P-221 - Acquired 5-FU resistance in CRC models is accompanied by upregulation of VEGF-VEGFR1 signaling, increased migration and invasion that can be attenua...

Date 04 July 2015
Event WorldGI 2015
Session Posters
Topics Cytotoxic agents
Cancer biology
Colon and Rectal Cancer
Basic Scientific Principles
Biological therapy
Presenter A. Larsen
Citation Annals of Oncology (2015) 26 (suppl_4): 1-100. 10.1093/annonc/mdv233
Authors A. Larsen1, A. De Gramont2, M. Ayadi3, T. André4, A. Bouygues5, P. Mesange6, M. Chiron7, E. Dochy8
  • 1Laboratory of Cancer Biology and Therapeutics, Centre de Recherche Saint-Antoine, Paris, France; Institut National de la Santé et de la Recherche Médicale (INSERM) U938, Paris, France; Université Pierre et Marie Curie (UPMC), Paris/FR
  • 2Institut Hospitalier Franco-Britannique, Levallois-Perret/FR
  • 3Cancer Biology and Therapeutics; Centre de Recherche Saint-Antoine; INSERM U938 and Université Pierre et Marie Curie, Paris/FR
  • 4Hopital Saint-Antoine, Paris/FR
  • 5Laboratory Of Cancer Biology And Therapeutics, Centre de Recherche Saint-Antoine, Paris/FR
  • 6Laboratory of Cancer Biology and Therapeutics, Centre de Recherche Saint-Antoine, Paris/FR
  • 7Sanofi Aventis, Vitry-sur-Seine/FR
  • 8Sanofi, Diegem/BE



Colorectal cancer (CRC) cells express VEGF as well as functional VEGF receptor 1 (Flt-1) thereby mediating both paracrine and autocrine VEGF-signaling. Autocrine VEGF-signaling in CRC cells has been associated with resistance to 5-FU and hypoxia as well as with increased migration and invasion. Aflibercept, also known as ziv-aflibercept in the United States, is a soluble recombinant protein approved for treatment of metastatic CRC that selectively neutralizes all known VEGFR1 ligands including VEGF-A, VEGF-B and PlGF. We here wanted to establish if aflibercept can attenuate the migration and invasion of chemo-naïve and 5-FU resistant CRC cells.
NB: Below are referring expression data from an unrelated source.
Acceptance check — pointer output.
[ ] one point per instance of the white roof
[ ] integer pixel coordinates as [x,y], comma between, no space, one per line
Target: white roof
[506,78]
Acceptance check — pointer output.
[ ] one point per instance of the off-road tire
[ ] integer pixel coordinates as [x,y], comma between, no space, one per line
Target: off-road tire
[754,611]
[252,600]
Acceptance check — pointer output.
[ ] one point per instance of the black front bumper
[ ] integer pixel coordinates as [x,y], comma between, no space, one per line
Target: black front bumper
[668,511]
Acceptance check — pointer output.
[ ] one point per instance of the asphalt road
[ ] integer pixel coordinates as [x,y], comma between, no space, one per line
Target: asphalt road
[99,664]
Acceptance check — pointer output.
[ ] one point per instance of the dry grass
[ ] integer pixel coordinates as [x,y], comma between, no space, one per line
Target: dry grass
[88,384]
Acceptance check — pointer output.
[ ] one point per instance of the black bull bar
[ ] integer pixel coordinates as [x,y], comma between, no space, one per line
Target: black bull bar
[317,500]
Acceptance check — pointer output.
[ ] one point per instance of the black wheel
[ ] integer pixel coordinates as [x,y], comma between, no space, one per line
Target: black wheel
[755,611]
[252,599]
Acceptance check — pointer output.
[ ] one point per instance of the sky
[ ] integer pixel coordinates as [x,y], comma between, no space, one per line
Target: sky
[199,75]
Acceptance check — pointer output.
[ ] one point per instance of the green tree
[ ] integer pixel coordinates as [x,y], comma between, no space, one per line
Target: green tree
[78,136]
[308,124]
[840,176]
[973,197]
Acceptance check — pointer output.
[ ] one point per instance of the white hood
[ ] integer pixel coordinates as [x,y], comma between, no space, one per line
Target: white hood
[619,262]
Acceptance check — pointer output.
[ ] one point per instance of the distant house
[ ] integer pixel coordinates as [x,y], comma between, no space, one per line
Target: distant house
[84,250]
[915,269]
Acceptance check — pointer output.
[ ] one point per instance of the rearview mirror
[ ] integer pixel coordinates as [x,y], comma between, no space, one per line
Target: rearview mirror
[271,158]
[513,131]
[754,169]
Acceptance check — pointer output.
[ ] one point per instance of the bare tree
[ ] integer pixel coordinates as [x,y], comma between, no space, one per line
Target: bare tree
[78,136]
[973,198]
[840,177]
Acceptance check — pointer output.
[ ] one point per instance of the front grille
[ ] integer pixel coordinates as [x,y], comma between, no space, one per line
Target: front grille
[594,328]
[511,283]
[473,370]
Ten well-characterized CRC cell lines and two 5-FU resistant variants were used in these studies. The Boyden chamber was used to establish the influence of aflibercept on CRC cell migration and invasion. The cytotoxic effects of 5-FU in the absence or presence of aflibercept was characterized by the MTT viability assay. The expression of VEGF ligands in CRC cells and tumor xenografts were determined by ELISA, while the active, autophosphorylated forms of VEGFR1 and VEGFR2 (Flk-1/KDR) in CRC xenografts were characterized by quantitative fluorescent immunohistochemistry.
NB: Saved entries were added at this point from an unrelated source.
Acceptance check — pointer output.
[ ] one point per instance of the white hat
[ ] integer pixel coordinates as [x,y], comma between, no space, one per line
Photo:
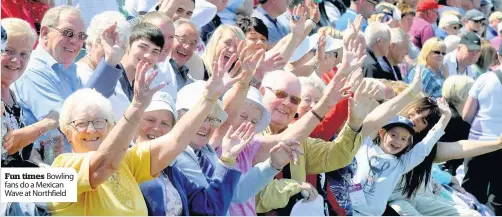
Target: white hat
[449,20]
[162,101]
[310,43]
[254,95]
[191,94]
[312,208]
[203,13]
Aflibercept attenuated the migration of all ten CRC cell lines under both normoxia and hypoxia (p < 0.01 and p < 0.001). The migration was mediated by VEGFR1 since i) the migration was stimulated by VEGFR1 ligands (VEGF-A, VEGF-A and PlGF) but not by VEGF-E, a specific VEGFR2 ligand and ii) was attenuated by blocking antibodies to VEGFR1, but not to VEGFR2. Two independently selected 5-FU resistant CRC models showed increased expression of VEGF-A (p < 0.001) and the activated form of VEGFR1 (p < 0.01) in vitro and in tumor xenografts without upregulation of VEGFR2. The increased VEGF-A levels were associated with up to 5-fold increased migration of both 5-FU resistant cell lines, compared to the parental cells, under both normoxia and hypoxia (p < 0.001) and could be attenuated by aflibercept (p < 0.001). Invasion was increased 6- to 11-fold for both 5-FU resistant cell lines under normoxia and hypoxia (p < 0.001) and could be attenuated by aflibercept (p < 0.05 and p < 0.001). Aflibercept by itself had no detectable influence on the viability of parental or 5-FU resistant cells under normoxia or hypoxia, but was able to increase the sensitivity of 5-FU resistant cells to 5-FU under hypoxia.


Aflibercept directly attenuated the migration of CRC cells under all conditions examined without any influence on the viability. Cells with acquired 5-FU resistance showed up-regulation of the VEGF-VEGFR1 axis associated with increased migration and invasion, especially under hypoxic conditions. Aflibercept inhibited these functions. Our results suggest that aflibercept have direct anti-invasive properties in addition to its well-established antiangiogenic activities.